Note that the new AR is not a foreign proxy in this switching scheme, because if it is a foreign proxy, it must perform a series of validity checks on the registration request when registering the request. If one of the checks fails, the foreign proxy sends a registration Response Message to the mobile node to reject the registration request. If the check succeeds, the foreign proxy completely removes the IP header and UDP header of the packet containing the registration request message, and adds the new header before sending it to the hometown proxy. Similarly, when a foreign agent receives a registration response from a home agent, a series of validity checks will be performed on the message. Once the response is invalid, a registration response containing the appropriate Code domain is generated and sent to the mobile node. Here, the new AR is only used as a router.

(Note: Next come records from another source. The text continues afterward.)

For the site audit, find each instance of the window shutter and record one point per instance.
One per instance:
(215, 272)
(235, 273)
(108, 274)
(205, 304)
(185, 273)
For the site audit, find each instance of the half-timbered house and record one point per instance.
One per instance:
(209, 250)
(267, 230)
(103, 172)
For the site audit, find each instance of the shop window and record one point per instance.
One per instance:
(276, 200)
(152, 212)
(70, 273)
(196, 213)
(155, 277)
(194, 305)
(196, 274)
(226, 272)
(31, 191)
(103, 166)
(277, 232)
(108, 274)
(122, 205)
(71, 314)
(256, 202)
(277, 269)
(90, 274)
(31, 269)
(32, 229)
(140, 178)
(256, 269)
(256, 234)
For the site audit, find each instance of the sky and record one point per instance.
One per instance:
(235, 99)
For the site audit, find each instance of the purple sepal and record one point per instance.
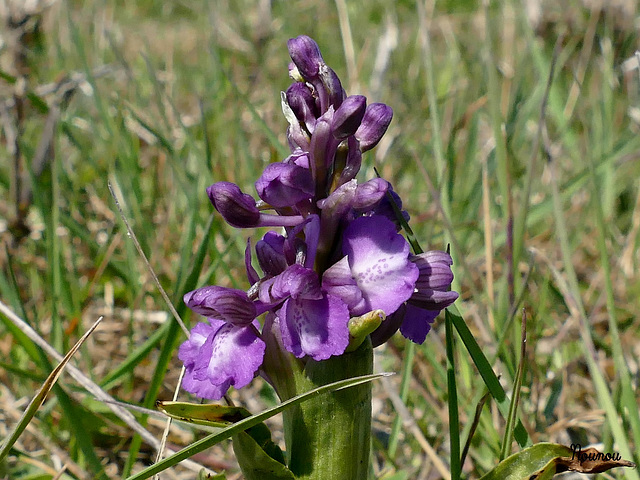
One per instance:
(303, 105)
(211, 354)
(353, 162)
(386, 209)
(321, 152)
(284, 184)
(299, 158)
(417, 323)
(305, 53)
(378, 259)
(433, 287)
(339, 281)
(433, 299)
(317, 328)
(297, 138)
(270, 253)
(374, 125)
(348, 117)
(332, 86)
(297, 281)
(252, 275)
(238, 209)
(222, 303)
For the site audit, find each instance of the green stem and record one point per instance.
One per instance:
(328, 437)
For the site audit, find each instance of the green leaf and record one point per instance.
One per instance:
(212, 415)
(235, 428)
(258, 456)
(40, 397)
(543, 460)
(487, 373)
(258, 463)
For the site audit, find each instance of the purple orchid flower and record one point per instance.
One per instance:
(375, 272)
(339, 254)
(219, 355)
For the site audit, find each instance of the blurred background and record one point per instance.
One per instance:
(514, 140)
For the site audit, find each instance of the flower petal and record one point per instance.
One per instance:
(228, 304)
(284, 184)
(318, 328)
(378, 257)
(337, 280)
(230, 356)
(417, 323)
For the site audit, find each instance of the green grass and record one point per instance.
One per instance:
(516, 143)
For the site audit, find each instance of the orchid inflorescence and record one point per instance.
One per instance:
(338, 257)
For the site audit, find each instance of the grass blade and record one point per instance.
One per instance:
(40, 397)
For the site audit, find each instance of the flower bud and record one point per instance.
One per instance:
(374, 125)
(270, 253)
(369, 194)
(348, 117)
(238, 209)
(332, 86)
(303, 105)
(305, 53)
(284, 185)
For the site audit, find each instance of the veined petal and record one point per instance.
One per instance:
(297, 281)
(378, 258)
(337, 280)
(318, 328)
(284, 184)
(270, 253)
(228, 304)
(230, 356)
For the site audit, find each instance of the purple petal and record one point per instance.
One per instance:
(283, 184)
(238, 209)
(374, 125)
(297, 281)
(433, 299)
(385, 207)
(305, 53)
(338, 281)
(189, 350)
(369, 194)
(321, 149)
(298, 157)
(318, 328)
(378, 258)
(417, 323)
(228, 304)
(389, 327)
(252, 275)
(330, 81)
(270, 253)
(303, 105)
(230, 356)
(347, 118)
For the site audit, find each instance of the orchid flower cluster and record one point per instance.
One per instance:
(337, 255)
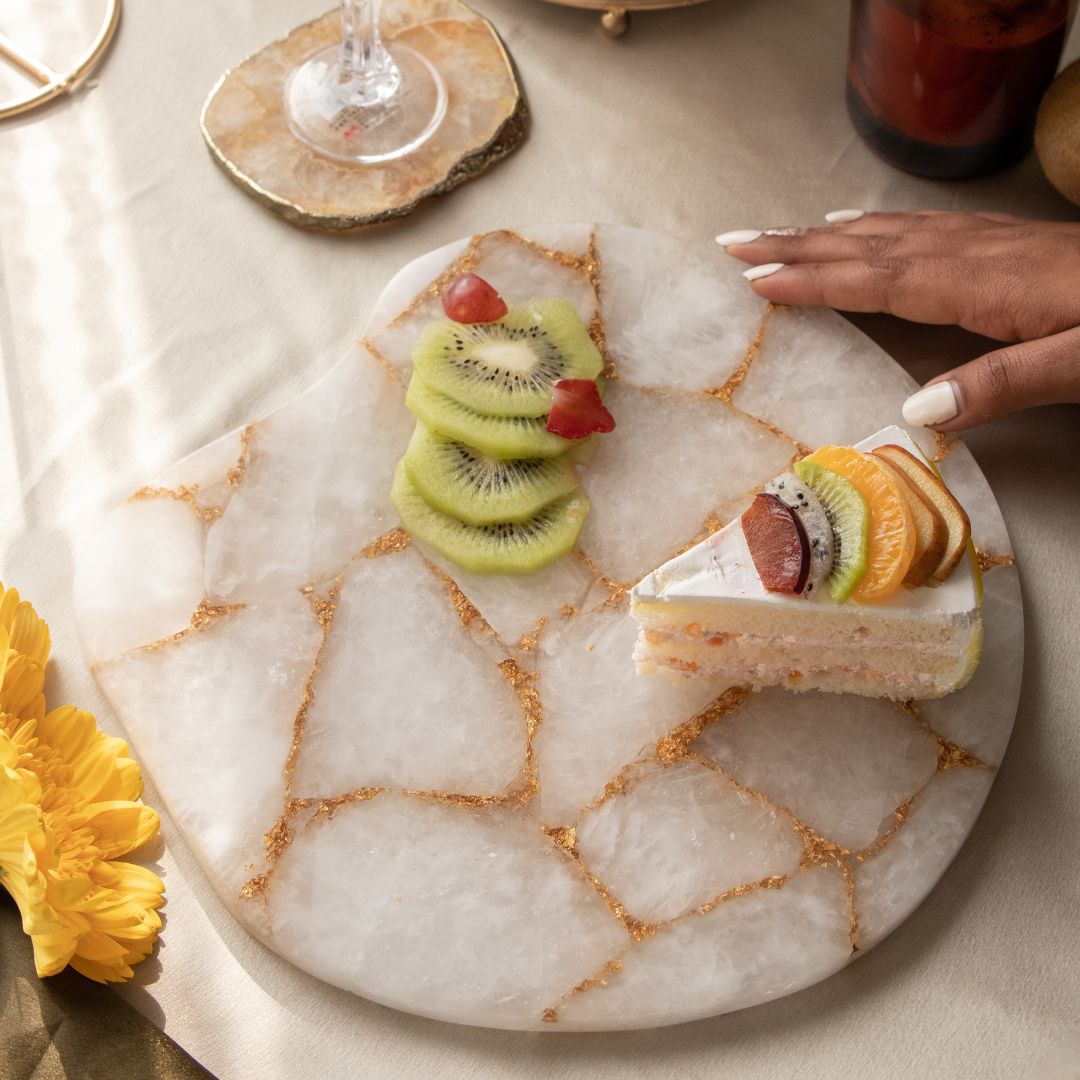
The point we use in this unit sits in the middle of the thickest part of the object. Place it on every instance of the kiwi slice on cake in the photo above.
(819, 529)
(458, 480)
(850, 517)
(498, 436)
(499, 547)
(507, 367)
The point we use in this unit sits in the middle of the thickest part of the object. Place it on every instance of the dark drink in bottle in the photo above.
(949, 89)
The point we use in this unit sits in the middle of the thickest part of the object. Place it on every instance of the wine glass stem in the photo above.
(365, 64)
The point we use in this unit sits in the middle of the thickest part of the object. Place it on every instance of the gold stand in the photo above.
(54, 83)
(616, 16)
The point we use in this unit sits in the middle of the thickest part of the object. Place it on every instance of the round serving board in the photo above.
(450, 793)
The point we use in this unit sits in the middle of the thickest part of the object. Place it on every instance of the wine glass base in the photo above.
(359, 126)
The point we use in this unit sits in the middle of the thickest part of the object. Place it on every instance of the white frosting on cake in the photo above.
(720, 568)
(706, 610)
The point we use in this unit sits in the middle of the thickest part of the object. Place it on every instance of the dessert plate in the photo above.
(450, 793)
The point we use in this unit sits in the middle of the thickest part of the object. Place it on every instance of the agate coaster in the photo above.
(245, 127)
(450, 793)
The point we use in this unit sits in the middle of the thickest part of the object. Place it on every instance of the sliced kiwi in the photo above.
(508, 367)
(850, 517)
(498, 436)
(458, 480)
(497, 548)
(819, 529)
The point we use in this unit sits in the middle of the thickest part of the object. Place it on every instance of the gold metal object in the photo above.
(616, 16)
(54, 83)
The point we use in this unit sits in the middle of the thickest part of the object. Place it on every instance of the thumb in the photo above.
(1043, 372)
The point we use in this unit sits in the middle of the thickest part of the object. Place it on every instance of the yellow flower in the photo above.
(68, 810)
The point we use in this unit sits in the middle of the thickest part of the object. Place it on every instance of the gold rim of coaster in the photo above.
(55, 83)
(243, 122)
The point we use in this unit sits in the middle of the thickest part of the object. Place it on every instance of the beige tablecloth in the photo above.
(147, 306)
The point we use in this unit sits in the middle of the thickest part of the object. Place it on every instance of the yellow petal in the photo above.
(29, 634)
(126, 779)
(136, 882)
(68, 730)
(120, 826)
(21, 687)
(92, 770)
(66, 892)
(102, 972)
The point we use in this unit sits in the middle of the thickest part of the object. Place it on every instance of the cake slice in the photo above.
(742, 604)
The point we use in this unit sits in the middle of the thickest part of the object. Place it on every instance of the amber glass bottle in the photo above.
(949, 88)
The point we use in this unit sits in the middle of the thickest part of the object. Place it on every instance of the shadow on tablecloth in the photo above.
(69, 1028)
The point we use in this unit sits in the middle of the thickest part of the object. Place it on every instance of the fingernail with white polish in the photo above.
(844, 216)
(763, 271)
(738, 237)
(934, 404)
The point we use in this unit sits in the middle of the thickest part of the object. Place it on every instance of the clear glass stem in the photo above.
(366, 68)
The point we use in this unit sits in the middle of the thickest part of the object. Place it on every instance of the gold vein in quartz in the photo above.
(900, 817)
(324, 609)
(528, 700)
(637, 929)
(615, 964)
(528, 643)
(328, 807)
(739, 375)
(239, 471)
(468, 613)
(186, 494)
(601, 979)
(713, 523)
(617, 589)
(591, 267)
(280, 835)
(675, 745)
(203, 616)
(390, 543)
(383, 362)
(989, 559)
(949, 754)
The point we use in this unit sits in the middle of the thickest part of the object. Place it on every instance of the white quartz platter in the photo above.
(450, 793)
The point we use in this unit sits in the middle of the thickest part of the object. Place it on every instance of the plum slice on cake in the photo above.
(847, 575)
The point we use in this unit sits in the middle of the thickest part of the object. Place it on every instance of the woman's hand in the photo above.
(999, 275)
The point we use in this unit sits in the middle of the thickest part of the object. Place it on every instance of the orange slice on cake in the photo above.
(892, 528)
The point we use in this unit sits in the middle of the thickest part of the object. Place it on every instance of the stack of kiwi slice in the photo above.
(483, 481)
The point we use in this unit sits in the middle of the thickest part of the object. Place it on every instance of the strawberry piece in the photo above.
(471, 299)
(577, 409)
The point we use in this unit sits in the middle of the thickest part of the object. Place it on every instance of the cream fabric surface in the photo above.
(147, 306)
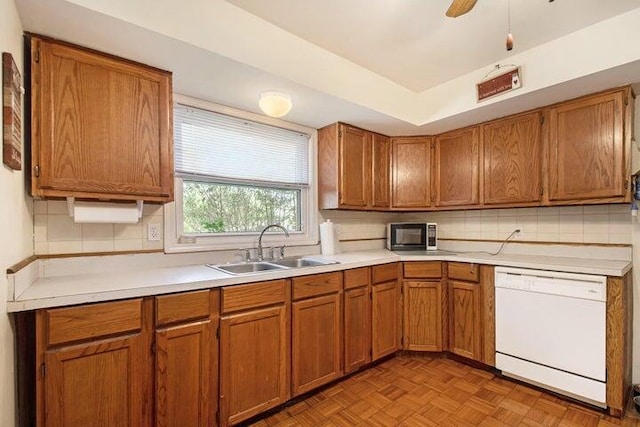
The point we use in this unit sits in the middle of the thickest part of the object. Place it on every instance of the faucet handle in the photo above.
(245, 254)
(278, 251)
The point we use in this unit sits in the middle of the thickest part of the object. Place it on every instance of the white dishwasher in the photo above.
(550, 330)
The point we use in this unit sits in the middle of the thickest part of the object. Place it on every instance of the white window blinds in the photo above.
(222, 147)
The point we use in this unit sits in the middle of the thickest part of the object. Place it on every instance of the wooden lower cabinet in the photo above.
(317, 342)
(385, 319)
(357, 328)
(254, 349)
(422, 315)
(94, 363)
(465, 310)
(464, 320)
(186, 360)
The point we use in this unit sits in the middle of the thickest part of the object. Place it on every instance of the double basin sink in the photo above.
(264, 266)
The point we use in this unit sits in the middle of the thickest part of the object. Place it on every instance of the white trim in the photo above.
(207, 243)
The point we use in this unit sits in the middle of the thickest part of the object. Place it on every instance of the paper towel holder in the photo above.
(71, 202)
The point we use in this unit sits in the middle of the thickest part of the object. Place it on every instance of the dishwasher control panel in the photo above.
(585, 286)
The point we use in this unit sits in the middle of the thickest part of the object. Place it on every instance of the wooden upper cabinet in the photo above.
(512, 160)
(588, 154)
(353, 168)
(456, 168)
(410, 178)
(380, 171)
(100, 125)
(186, 361)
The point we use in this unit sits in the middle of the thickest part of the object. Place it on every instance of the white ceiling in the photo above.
(399, 67)
(414, 44)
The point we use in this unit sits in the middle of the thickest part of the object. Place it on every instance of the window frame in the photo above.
(174, 242)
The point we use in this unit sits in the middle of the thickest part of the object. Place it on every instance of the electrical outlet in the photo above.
(153, 232)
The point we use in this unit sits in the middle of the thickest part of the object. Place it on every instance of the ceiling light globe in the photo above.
(275, 104)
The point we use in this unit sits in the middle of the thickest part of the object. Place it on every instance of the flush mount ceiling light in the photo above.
(275, 104)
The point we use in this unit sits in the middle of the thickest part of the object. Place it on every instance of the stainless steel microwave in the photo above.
(412, 236)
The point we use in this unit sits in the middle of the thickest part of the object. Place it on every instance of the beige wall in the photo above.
(15, 227)
(635, 236)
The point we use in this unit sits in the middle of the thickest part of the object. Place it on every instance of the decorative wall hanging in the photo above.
(498, 84)
(11, 113)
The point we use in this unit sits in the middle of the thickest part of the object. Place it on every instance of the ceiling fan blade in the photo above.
(460, 7)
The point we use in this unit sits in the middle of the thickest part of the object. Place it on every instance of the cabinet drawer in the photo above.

From the above steps, we can see that, on the one hand, we use the link layer information to initiate a switchover (the idea of the draft), saving some time. On the other hand, because the COA address is obtained and the L2 address is switched at the same time, it saves much time, especially for WLAN. Because all its control signals and data signals share one channel, and the MAC layer adopts the CSMA/CA policy, if several MN instances in the same BSS work simultaneously, L2 switching takes a long time. From the simulation results, when there are 4 MN instances, the L2 switching time is about 2 s. Using these 2 s time to obtain COA will greatly reduce the switching latency.